Lorsque l’enseignant travaille auprès de ses élèves, dans la classe, il est absorbé par son quotidien. En priorité, il œuvre à répondre aux besoins manifestés par ses élèves. Il travaille dans le présent, pour le futur. Or, bien souvent, il ne réalise pas la portée de ses gestes, attitudes et de ses mots. Il ne réalise pas qu’il est un modèle continuellement actif auprès de ses élèves. Peut-être oublie-t-il qu’il est l’autre adulte significatif et présent auprès de ce jeune, avec ses parents? C’est normal. Les enseignants sont professionnels et humbles et ils ne s’attardent pas toujours à ce rôle incontournable qu’ils exercent en tant que modèle auprès des jeunes qu’ils côtoient.
Dans la même veine, nous pouvons estimer qu’un enseignant titulaire au primaire aura côtoyé entre 750 et 900 élèves qui auront séjourné dans ses classes au cours de ses 35 années d’expérience en éducation. Au secondaire, selon les matières, cela peut varier entre 4500 et 15 000 selon la matière enseignée. N’oublions pas qu’au Québec, nous pouvons compter sur un contingent de près de 100 000 enseignants qui sont à pied d’œuvre auprès de nos jeunes. C’est une véritable force sociale qui est au service des idéaux démocratiques. S’attaquer à un enseignant, c’est hautement symbolique. C’est ce qui s’est malheureusement produit en France hier.
On conçoit souvent la profession enseignante comme celle qui transmet des savoirs. Évidemment, un enseignant, c’est bien plus : notamment, c’est un passeur culturel, c’est la pierre angulaire des valeurs sociales. C’est celui par qui passe le courant démocratique. Pour ma part, j’ai toujours voulu être enseignant, même étant tout petit. Pour moi, c’est une profession de puissance : par qui je suis, je contribue à ce que mes élèves deviendront. C’est vrai! Il y a un peu de chacun de nos enseignants en nous. On enseigne d’abord qui on est. Et nous sommes libres. Nous enseignons donc la liberté et cette première liberté, c’est celle de penser.
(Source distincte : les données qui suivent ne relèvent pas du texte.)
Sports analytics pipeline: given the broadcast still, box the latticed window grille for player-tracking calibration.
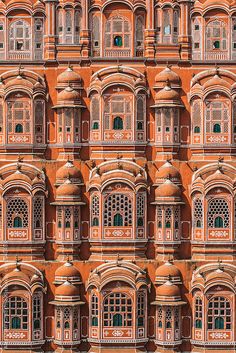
[137,193,146,226]
[104,95,132,130]
[193,198,203,228]
[157,306,163,328]
[65,207,72,228]
[206,100,230,133]
[195,297,203,329]
[137,293,146,327]
[174,307,180,329]
[207,297,232,330]
[105,16,131,49]
[33,294,42,330]
[157,206,162,228]
[206,20,228,51]
[192,100,201,134]
[90,96,100,130]
[57,8,81,44]
[7,96,31,133]
[165,307,172,328]
[207,198,230,228]
[63,308,71,329]
[3,297,29,330]
[91,195,100,226]
[192,18,202,60]
[103,293,132,327]
[9,20,31,52]
[91,294,98,326]
[34,100,45,143]
[33,196,44,228]
[135,16,144,49]
[137,96,145,131]
[104,193,133,227]
[7,197,29,228]
[165,207,172,228]
[91,16,101,56]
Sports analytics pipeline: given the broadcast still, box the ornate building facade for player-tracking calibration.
[0,0,236,353]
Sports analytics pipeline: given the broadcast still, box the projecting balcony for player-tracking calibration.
[8,51,32,60]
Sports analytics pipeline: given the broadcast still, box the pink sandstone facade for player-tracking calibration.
[0,0,236,353]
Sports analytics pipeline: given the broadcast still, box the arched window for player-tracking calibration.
[104,193,132,227]
[91,294,98,326]
[207,199,230,228]
[213,124,221,133]
[9,20,31,52]
[214,216,224,228]
[112,314,123,327]
[3,297,29,330]
[91,195,100,226]
[105,16,131,56]
[15,124,23,134]
[113,116,123,130]
[103,293,132,327]
[193,197,203,228]
[13,217,23,228]
[113,213,123,227]
[195,297,202,329]
[206,20,228,51]
[7,197,29,228]
[207,297,232,330]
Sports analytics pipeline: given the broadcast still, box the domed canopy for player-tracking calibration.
[153,81,183,107]
[56,179,80,200]
[57,67,81,86]
[155,179,181,198]
[55,261,81,284]
[156,161,180,181]
[155,66,180,87]
[58,86,81,106]
[155,261,181,284]
[56,161,81,184]
[153,280,186,306]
C’est ça que le meurtrier a décapité : la profession enseignante. Il s’est attaqué à la liberté de penser par soi-même.
Nos enseignants forment les jeunes à, entre autres, exercer leur esprit critique et vaincre l’obscurantisme. Oui, en 2020, avec la démocratisation des médias, nous vivons le contraire de ce que nous aurions été en droit de nous attendre; nous vivons à une époque sombre où les mentalités rétrogrades ont le culot d’utiliser les canaux de la démocratisation de l’information pour véhiculer leurs conceptions opaques de l’humanité, et ce, à coup de fake news, de propagande, de théories du complot et de désinformation. Dans les faits, nous ne devrions pas nous insurger de ce constat outre mesure. Au contraire, si nous nous inquiétons, c’est que nous savons que le problème est que les humains sont mal parés à faire face à ce flot d’informations vitrioliques. Le tissu de l’esprit critique, formant leur bouclier, n’est probablement pas assez tissé serré et les mailles laissent trop souvent passer ce genre d’information qui atteint notre intellect et induit d’importants biais cognitifs.
S’attaquer à un enseignant, c’est s’attaquer à ce qu’il y a de plus noble dans notre société démocratique. Pour une profession en quête continuelle de valorisation, c’est triste à dire, mais ce geste déplorable est une grande reconnaissance de notre statut social, reconnaissance que nous n’aurions toutefois jamais voulu constater.
Quand la profession enseignante devient dangereuse parce qu’elle fait naître des êtres libres, capables de changer le monde pour le mieux, car dotés de la capacité de penser, plus que jamais, #JeSuisProf.